Up from nap. Still under attack from this belated bug. Thought cold season was through. But anyhow… I’ll be writing the rest of this day. No rain. Done with lunch– grilled cheese (Monterey Jack) and minestrone soup, paired with Ginger Ale. A union that sounded lovely when I woke. Taking care of this clutter, here on this desk, on this day off. Pay a couple bills, count Self-publishing funds.. know this isn’t terribly interesting for you to reader, reader, but I’m just letting you know what my character’s opting to do, post-nap. Yes, I could be doing other acts: staying in bed, video games, watching TV. But none of that contributes to the MS getting done. Look how fast I’m typing.. might as well not brew mySelf that cup that the machine’s poised to make, downstairs.

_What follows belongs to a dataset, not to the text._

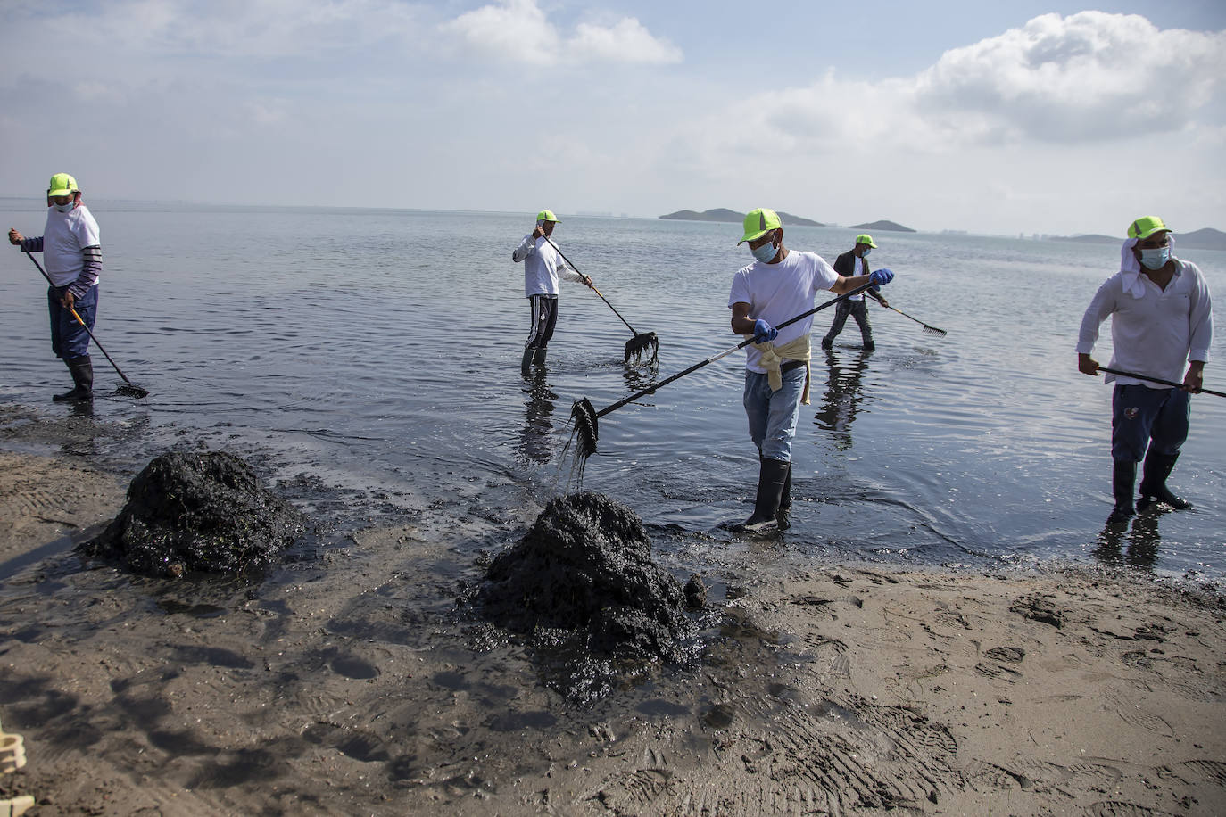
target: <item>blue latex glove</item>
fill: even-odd
[[[761,318],[754,321],[754,343],[766,343],[776,337],[779,337],[779,329],[774,326]]]
[[[885,267],[881,267],[880,269],[870,272],[868,279],[874,287],[880,287],[881,284],[888,284],[894,280],[894,273]]]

Was looking through some old Poe writings, and His texts as well, last night. Had several ideas, most of which I kept, and am keeping, in Comp Book, rather than reflexively posting them to this ‘blog’. If I get a section of English 5 in Fall, I’ll bring back Mr. Poe’s work, have him, his genre, in class again.
Have all the money on the keyboard pull-out of this desk. Coffee at right. But I need to leap into showering mindset. Told Self that I wouldn’t touch my book till I posted to teaching blog. I’ll do so when out of the cleansing, reviving water. I’m sure I’ll feel at least a little better, following the hot temperature of those beams.

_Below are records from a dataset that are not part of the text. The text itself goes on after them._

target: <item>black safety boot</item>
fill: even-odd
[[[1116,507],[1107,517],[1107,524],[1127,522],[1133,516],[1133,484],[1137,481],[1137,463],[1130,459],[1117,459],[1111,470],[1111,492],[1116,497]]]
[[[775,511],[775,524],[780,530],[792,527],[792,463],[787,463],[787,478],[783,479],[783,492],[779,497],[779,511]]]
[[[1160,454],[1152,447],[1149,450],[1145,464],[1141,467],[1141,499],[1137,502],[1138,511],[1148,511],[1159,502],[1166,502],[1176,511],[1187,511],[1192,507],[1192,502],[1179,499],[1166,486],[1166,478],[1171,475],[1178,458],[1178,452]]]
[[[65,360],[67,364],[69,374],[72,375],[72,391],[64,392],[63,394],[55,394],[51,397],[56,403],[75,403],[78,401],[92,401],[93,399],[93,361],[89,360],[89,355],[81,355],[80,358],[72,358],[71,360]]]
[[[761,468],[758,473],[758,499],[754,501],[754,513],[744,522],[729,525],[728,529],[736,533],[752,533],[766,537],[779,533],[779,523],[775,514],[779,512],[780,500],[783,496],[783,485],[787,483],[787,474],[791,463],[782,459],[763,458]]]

Oh this coffee… Feel better quick-quick, already. Only after 2 sips. And then, the sun pops through the blinds’ miniature exposures. And yes, “popped” is the word that best suits an elucidation of they just displayed. A little over $400 in the Self-publishing stash. The rest, to Kerouac and Alice, however she wants it allocated. But knowing the amazing mother she is, she’ll take nothing. I’m sure. She’ll put it in the college fund her and I, mostly her, set up for the little Artist just after he was born. Speaking of Kerouac, where’s my book of his poems? Probably to my left, in closet, on that upper shelf. Ridding mySelf of this clutter, from the day’s theme of “Giving MySelf a Break”. So many wish for “big breaks” or ‘a break’ of some kind [much like how I’m waiting for a bloody call from one of these community colleges, which a REAL Artist would never do..]. Why not just give yourSelf a break? Or bloody take one?
Off to my verses. Quite sure they’ll dominate the day, or the rest of it. Alice just called, said it was cold at her school. Lovely to be in this warm house, writing, on break, getting well.